We are currently perturbing the expression of important genes that we have identified in mouse and human samples analyzed to test the role of those genes in the cell and how perturbation of one cell can affect the function of neighboring cells.

We have made important findings that will cause the field to re-evaluate the current state-of-the-art. The finding that we, in a well-powered study, across different mouse models for schizophrenia risk and patient material could not identify molecular convergence will have important implications. First, it highlights that these CNV models are not models of the disorder schizophrenia but of the risk. Also, it suggests that the convergence observed in behavior lies at another level of biology than at gene-regulatory programs. Our study has important caveats so further research is necessary to confirm our findings.

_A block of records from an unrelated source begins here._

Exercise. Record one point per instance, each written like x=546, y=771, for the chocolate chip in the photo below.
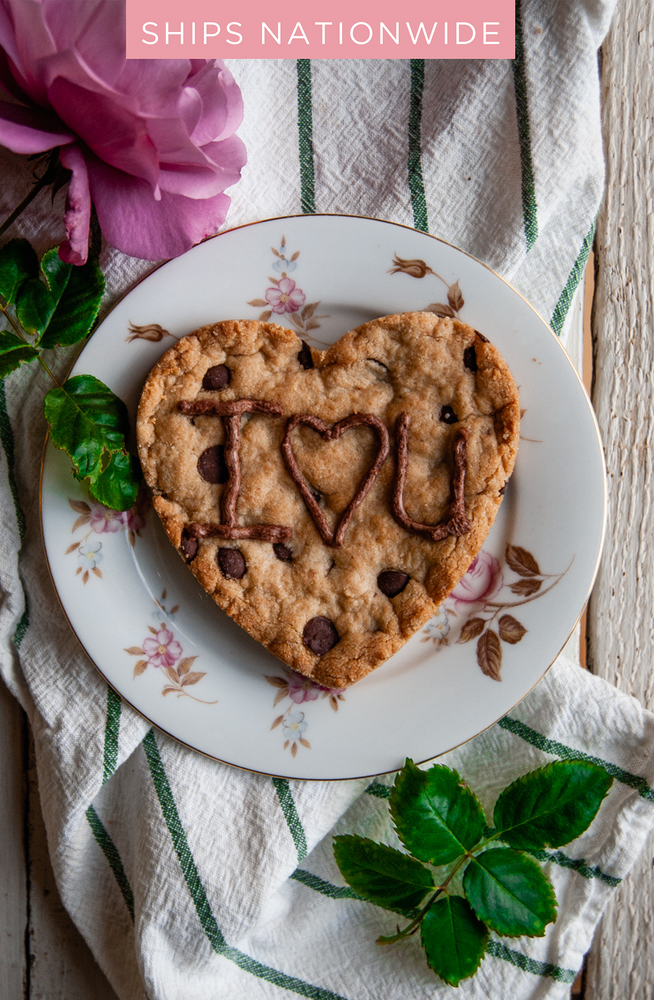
x=189, y=547
x=232, y=563
x=320, y=635
x=212, y=466
x=392, y=582
x=216, y=378
x=282, y=552
x=470, y=358
x=382, y=370
x=304, y=357
x=448, y=416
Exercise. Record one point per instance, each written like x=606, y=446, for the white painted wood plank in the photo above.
x=13, y=896
x=61, y=964
x=620, y=620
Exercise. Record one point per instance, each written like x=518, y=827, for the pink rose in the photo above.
x=162, y=651
x=481, y=584
x=150, y=142
x=285, y=297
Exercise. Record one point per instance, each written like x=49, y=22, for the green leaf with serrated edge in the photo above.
x=436, y=816
x=34, y=305
x=551, y=806
x=77, y=308
x=13, y=352
x=18, y=262
x=86, y=418
x=454, y=939
x=510, y=893
x=118, y=483
x=37, y=300
x=381, y=874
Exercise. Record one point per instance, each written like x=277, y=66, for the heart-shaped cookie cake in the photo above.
x=329, y=501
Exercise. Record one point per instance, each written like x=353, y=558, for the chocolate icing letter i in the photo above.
x=231, y=414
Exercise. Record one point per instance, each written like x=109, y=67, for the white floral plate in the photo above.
x=169, y=651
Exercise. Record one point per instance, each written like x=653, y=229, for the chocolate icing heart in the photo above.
x=329, y=536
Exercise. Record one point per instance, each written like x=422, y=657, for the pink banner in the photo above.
x=321, y=29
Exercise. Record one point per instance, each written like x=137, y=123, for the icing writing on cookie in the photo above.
x=334, y=538
x=456, y=523
x=231, y=414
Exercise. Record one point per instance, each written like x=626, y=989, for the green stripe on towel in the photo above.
x=416, y=183
x=579, y=866
x=565, y=300
x=529, y=210
x=291, y=816
x=7, y=436
x=8, y=443
x=113, y=857
x=527, y=964
x=111, y=733
x=568, y=753
x=199, y=896
x=305, y=127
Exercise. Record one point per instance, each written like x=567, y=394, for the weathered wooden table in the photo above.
x=42, y=956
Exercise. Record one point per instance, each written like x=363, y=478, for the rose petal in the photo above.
x=24, y=130
x=77, y=217
x=135, y=223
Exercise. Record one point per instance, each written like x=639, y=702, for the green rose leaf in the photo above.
x=86, y=419
x=437, y=817
x=551, y=806
x=381, y=874
x=18, y=262
x=118, y=483
x=37, y=299
x=78, y=306
x=454, y=939
x=61, y=308
x=13, y=352
x=510, y=893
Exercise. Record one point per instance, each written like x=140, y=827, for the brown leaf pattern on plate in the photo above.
x=455, y=297
x=152, y=332
x=489, y=655
x=479, y=592
x=299, y=690
x=472, y=628
x=510, y=629
x=163, y=651
x=417, y=268
x=526, y=587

Another observation from these studies is that we cannot detect any gross changes in cell numbers, cell type composition, or the relative position of cell types arguing that these important processes that occur during embryonic development are likely not affected in patients. This is in contrast to several observations in studies of stem cells derived from patients arguing an important limitation in the interpretation of such studies. Furthermore, our studies reveal an important, potentially causal role for mitochondrial function in schizophrenia. We also show, for the first time with two different completely data-driven independent approaches that the brain regions of the amygdala and the hippocampus are crucial for schizophrenia etiology. Ultimately, we have in SCHIZTYPE improved our understanding of schizophrenia biology and its origin significantly.